Assumption #2: Children’s contact with the father, even abusive ones, is in the best interest of the child. This myth, has succeeded in convincing courts—and the public at large—that men are essential in children’s lives, even men who have a history of coercion and/or violence towards their female partners. The Divorce Act of Canada was amended to add the following provision:
Maximum Contact (10) In making an order under this section [custody], the court shall give effect to the principle that a child of the marriage should have as much contact with each spouse as is consistent with the best interests of the child and, for that purpose, shall take into consideration the willingness of the person for whom custody is sought to facilitate such contact.
The result being that abusive, coercive, and controlling fathers are given primary or shared custody in an alarmingly high number of cases (Chambers et. al., 2018). This addition of “maximum contact” to the Divorce Act is due, at least in part, because of the activism of the fathers’ rights movement. This is a group of primarily white, heterosexual conservative men with ties to the men’s rights movement who claim to be advocating for rights to the father in family law cases. The “movement” is really a backlash against feminism where it’s proponents attempt to discredit the experiences of female victims of intimate partner violence and roll back legal protections for all victims of domestic abuse.
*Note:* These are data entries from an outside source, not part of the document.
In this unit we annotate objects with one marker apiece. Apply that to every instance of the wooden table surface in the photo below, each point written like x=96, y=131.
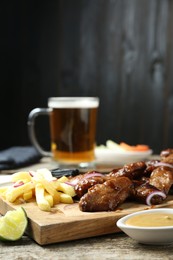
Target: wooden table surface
x=112, y=246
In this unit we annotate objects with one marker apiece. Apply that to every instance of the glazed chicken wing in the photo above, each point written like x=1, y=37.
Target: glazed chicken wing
x=106, y=196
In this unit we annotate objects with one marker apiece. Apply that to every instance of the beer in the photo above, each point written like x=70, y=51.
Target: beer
x=73, y=129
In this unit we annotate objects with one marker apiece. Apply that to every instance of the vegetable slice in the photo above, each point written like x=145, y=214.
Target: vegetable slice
x=13, y=225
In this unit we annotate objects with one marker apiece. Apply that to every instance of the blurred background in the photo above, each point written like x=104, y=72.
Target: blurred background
x=119, y=50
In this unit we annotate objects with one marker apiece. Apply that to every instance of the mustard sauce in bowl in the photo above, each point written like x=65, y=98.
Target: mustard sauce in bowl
x=152, y=226
x=151, y=220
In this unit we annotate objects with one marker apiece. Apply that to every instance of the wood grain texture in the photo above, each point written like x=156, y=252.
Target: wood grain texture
x=66, y=222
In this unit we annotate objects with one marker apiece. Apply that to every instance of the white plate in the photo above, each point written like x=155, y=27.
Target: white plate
x=148, y=235
x=120, y=158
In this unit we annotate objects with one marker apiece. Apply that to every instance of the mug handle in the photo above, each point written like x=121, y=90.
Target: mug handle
x=31, y=128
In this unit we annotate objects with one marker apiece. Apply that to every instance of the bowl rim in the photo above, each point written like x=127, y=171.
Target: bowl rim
x=121, y=222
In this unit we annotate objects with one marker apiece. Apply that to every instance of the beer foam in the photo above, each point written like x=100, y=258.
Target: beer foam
x=73, y=102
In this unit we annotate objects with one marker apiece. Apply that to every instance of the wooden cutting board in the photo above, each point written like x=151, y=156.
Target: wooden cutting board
x=66, y=222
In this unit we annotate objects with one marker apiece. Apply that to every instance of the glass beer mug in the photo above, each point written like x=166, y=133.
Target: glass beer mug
x=72, y=129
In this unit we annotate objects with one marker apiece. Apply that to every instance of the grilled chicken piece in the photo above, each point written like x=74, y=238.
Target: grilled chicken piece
x=106, y=196
x=84, y=184
x=142, y=190
x=132, y=171
x=162, y=178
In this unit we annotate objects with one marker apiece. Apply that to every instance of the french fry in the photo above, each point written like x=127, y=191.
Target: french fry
x=65, y=198
x=21, y=176
x=49, y=187
x=28, y=195
x=67, y=189
x=42, y=203
x=49, y=198
x=14, y=192
x=41, y=186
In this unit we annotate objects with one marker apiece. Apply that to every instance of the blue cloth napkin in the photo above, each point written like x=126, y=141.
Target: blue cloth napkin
x=20, y=156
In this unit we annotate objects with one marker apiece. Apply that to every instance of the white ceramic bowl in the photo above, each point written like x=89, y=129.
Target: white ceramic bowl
x=118, y=157
x=148, y=235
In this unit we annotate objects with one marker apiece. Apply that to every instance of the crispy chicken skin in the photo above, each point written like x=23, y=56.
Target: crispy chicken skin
x=84, y=184
x=142, y=190
x=132, y=171
x=162, y=178
x=106, y=196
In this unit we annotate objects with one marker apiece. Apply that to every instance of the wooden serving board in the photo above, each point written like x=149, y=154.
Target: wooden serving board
x=66, y=222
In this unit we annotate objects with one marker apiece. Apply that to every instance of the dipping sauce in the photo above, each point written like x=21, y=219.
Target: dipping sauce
x=151, y=220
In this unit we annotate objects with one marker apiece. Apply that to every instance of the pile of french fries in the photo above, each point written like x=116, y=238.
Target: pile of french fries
x=41, y=186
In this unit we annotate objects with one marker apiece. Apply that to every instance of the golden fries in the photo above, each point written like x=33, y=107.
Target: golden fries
x=41, y=186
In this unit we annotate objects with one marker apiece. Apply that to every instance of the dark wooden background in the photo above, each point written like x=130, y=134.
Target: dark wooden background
x=119, y=50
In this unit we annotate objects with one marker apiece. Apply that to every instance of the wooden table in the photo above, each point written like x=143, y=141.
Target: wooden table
x=112, y=246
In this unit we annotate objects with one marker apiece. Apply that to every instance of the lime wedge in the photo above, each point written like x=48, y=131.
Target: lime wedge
x=13, y=225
When abusive men are awarded joint or full custody of the children, it means they will have access to the mother where the abuse will continue. Researchers from Safe Lives a domestic abuse advocacy organization report that abusive former partners use childcare arrangements to carry on targeting their victims in around a third of cases where children are cited as the reason for ongoing contact. Women are subjected to coercive control, manipulation, and physical and even sexual assault from their ex-partners when children are being picked up or dropped off. Such men will frequently deny the mother access to the children; engage in harassment, bullying, and stalking of the mother. They will elicit friends to follow the mother. They will stalk her on social media. Send excessive and invasive text messages and e-mail to the mother under the guise of discussing the children. Then there is the case of assault and murder. The numbers are staggering. In Canada alone, there is an average of 70 victims per year of domestic homicide with over 80% of adult victims being women.
Coming back to the article that started this piece. The authors urge us to recognize—and court decisions to reflect—that coercive, controlling, and angry behavior is not isolated, private, or simply between parents. Men who control and/or abuse their female partners cannot be good parents and present a serious risk to their ex-partners and their children.
Bancroft, L. & Silverman, J. (2002). The Batterer as Parent: Addressing the Impact of Domestic Violence on Family Dynamics. Thousand Oaks, CA: Sage.
Chambers, L., Zweep, D., & Verrelli, N. (2018). Paternal Filicide and Coercive Control: Reviewing the Evidence in Cotton v Berry. UBCL Rev., 51, 671.